(Despite the name, the theorem in question is not a joke nor is it a statement about a delicious food).
An old theorem of Hans Hamburger from 1921, as stated in Marvin Knopp's paper "On Dirichlet series satisfying Riemann's functional equation" (Knopp took the statement from a work of Hecke), asserts that the Riemann zeta function $\zeta$ is determined by its functional equation, in the following sense: suppose $R(s) = \pi^{-s} \Gamma(s) \varphi(s)$, where $\varphi(s)$ is a meromorphic function.

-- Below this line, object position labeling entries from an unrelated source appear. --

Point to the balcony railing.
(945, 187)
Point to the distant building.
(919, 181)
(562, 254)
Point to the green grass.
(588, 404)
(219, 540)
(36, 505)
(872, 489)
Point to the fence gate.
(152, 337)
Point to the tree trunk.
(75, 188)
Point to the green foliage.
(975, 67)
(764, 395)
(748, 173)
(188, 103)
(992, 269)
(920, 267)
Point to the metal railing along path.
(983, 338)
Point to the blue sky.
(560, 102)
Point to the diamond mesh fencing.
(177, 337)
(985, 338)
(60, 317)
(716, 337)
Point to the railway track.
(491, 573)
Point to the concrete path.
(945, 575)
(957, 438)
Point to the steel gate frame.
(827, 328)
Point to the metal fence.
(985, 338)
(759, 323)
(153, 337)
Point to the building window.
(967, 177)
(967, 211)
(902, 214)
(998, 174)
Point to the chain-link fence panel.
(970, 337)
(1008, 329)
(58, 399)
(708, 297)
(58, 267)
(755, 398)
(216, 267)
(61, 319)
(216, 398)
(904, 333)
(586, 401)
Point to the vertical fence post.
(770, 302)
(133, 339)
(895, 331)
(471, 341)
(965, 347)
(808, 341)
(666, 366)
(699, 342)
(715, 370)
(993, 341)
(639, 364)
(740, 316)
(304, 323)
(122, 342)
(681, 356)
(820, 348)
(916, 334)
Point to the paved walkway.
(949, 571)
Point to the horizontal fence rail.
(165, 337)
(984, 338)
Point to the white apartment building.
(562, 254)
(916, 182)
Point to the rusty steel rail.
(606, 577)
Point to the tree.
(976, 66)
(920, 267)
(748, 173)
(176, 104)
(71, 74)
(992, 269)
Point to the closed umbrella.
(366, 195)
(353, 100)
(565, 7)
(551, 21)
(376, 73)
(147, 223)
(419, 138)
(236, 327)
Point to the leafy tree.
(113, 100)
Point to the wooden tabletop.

If $\varphi(s)$ satisfies:
- $P(s) \varphi(s)$ is entire for some polynomial $P$;
- $\varphi(s)$ satisfies the functional equation $R(s) = R(1/2 - s)$; and
- a) Both $\varphi(s)$ and $\varphi(s/2)$ can be expressed as a Dirichlet series convergent somewhere, so that $\varphi(s) = \sum_{n \geq 1} b(n) n^{-2s}$ b) $\varphi(s)$ can be expressed as a Dirichlet series, and the only pole of $\varphi$ is at $s = 1/2$.
Then both 1, 2, 3a) and 1,2, 3b imply that $\varphi$ is a scalar multiple of $\zeta(2s)$.
Has Hamburger's theorem been generalized to other functional equations appearing for well-known $L$-functions, such as Dirichlet $L$-functions?